Status: Proposed design

This document is a forward-looking design for replacing the current .running sentinel with a hierarchy-aware bidirectional heartbeat. It is not implemented. The running system still uses the simpler .running/has_running_agents mechanism described under "Context" below. Paths shown in examples (.sessions/...) reflect the proposed layout, not the current .teaparty/jobs/ runtime tree.

Context

The stall watchdog in teaparty/runners/claude.py equates "progress" with "stdout from the lead process." When a lead dispatches background agents and waits for results, the watchdog sees silence and kills the entire process tree, destroying work in progress.

The existing fix (has_running_agents boolean extending the timeout to 2 hours) cannot detect stalled children, cannot handle the lead dying and orphaning children, and does not generalize to nested hierarchical dispatch.

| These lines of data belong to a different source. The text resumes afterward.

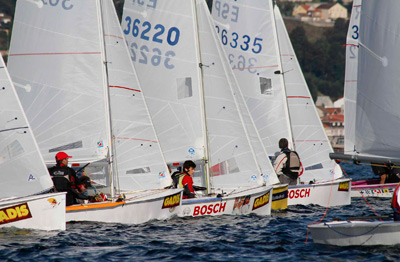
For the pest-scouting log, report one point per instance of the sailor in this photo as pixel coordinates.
(64, 177)
(83, 184)
(396, 203)
(287, 165)
(184, 179)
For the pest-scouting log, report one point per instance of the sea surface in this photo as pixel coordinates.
(280, 237)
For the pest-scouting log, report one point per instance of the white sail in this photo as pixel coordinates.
(162, 41)
(187, 124)
(23, 172)
(350, 84)
(233, 159)
(246, 30)
(378, 107)
(58, 72)
(140, 163)
(309, 137)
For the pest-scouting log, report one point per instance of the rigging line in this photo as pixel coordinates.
(15, 128)
(72, 53)
(326, 210)
(344, 172)
(127, 88)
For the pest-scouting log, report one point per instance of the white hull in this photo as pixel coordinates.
(240, 202)
(331, 193)
(377, 190)
(43, 212)
(136, 209)
(356, 233)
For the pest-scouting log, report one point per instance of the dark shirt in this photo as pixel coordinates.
(64, 179)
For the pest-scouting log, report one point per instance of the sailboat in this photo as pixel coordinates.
(81, 94)
(24, 176)
(197, 110)
(370, 187)
(276, 93)
(376, 104)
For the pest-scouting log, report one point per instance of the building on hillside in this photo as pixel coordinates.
(332, 11)
(320, 12)
(324, 101)
(332, 119)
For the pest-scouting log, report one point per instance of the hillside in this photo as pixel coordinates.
(319, 50)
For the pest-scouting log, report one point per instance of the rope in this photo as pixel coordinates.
(326, 210)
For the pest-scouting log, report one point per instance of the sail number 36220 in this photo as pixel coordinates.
(145, 31)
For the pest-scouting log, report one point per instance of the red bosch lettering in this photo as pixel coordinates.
(210, 209)
(196, 211)
(222, 207)
(203, 210)
(216, 208)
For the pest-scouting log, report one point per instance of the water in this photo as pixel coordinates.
(280, 237)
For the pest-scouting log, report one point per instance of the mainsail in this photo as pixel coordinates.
(55, 61)
(185, 81)
(263, 45)
(247, 31)
(91, 104)
(350, 84)
(23, 172)
(378, 107)
(309, 136)
(139, 161)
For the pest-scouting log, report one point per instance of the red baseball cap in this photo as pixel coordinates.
(62, 155)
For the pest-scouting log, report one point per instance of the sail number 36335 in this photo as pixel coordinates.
(65, 4)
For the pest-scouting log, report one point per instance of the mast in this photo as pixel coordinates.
(111, 149)
(282, 77)
(203, 103)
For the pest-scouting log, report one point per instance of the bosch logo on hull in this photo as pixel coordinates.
(299, 193)
(209, 209)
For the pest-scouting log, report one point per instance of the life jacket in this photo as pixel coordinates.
(395, 204)
(64, 181)
(394, 176)
(293, 164)
(175, 178)
(186, 191)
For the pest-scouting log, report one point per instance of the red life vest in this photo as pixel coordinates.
(395, 204)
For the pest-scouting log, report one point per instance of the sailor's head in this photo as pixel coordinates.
(62, 158)
(188, 167)
(283, 143)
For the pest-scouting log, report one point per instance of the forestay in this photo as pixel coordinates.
(139, 161)
(378, 107)
(23, 172)
(58, 71)
(309, 136)
(247, 31)
(350, 84)
(233, 159)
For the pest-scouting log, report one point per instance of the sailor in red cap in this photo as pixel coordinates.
(64, 178)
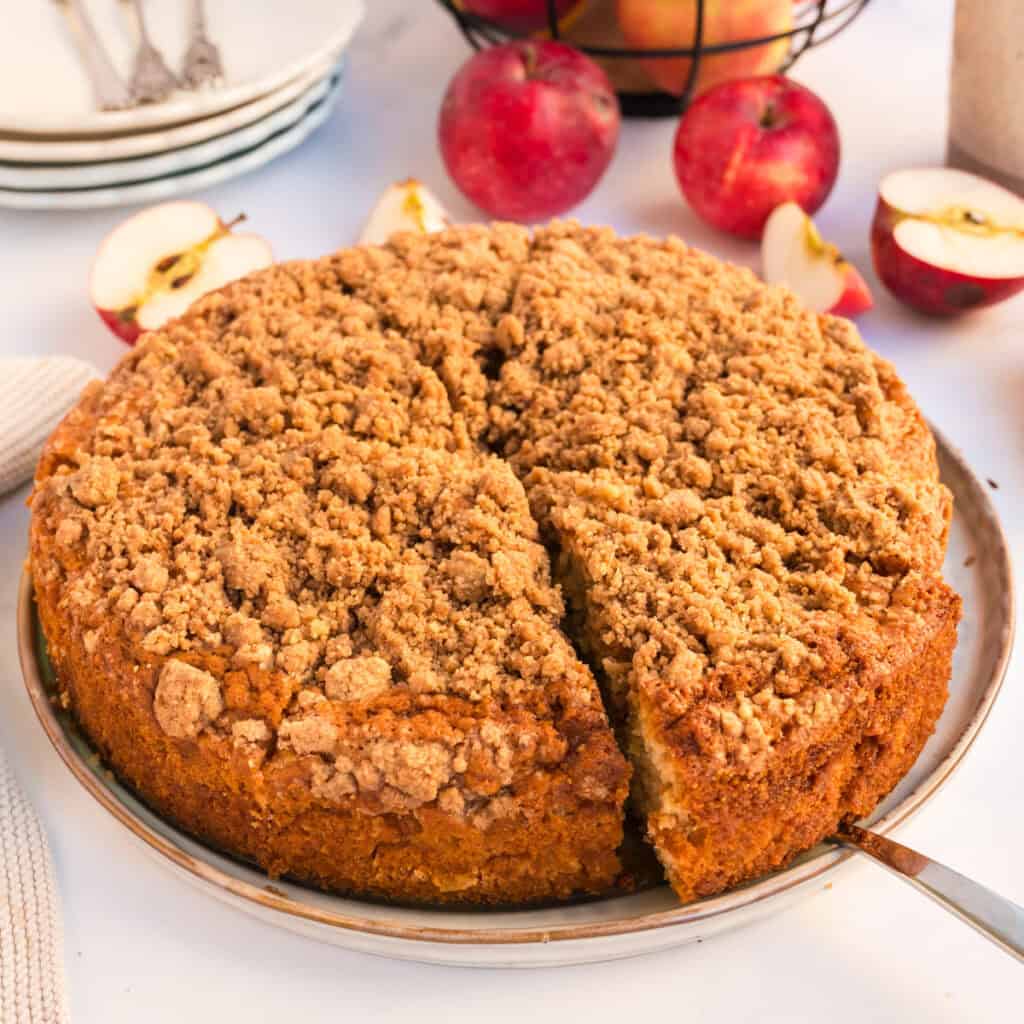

TeaParty runs multiple sessions in parallel, each with nested dispatch trees. Any solution must be hierarchy-aware and scoped; agents from one session tree must be invisible to another. This design assumes a local filesystem. os.utime() mtime semantics are unreliable over NFS or SMB.

Design

Each agent touches a heartbeat file every 30 seconds. Each agent also watches its parent's heartbeat. Every level of the hierarchy only cares about its own direct children.

The heartbeat file

One file per agent instance in the dispatch's infra directory, replacing the .running sentinel.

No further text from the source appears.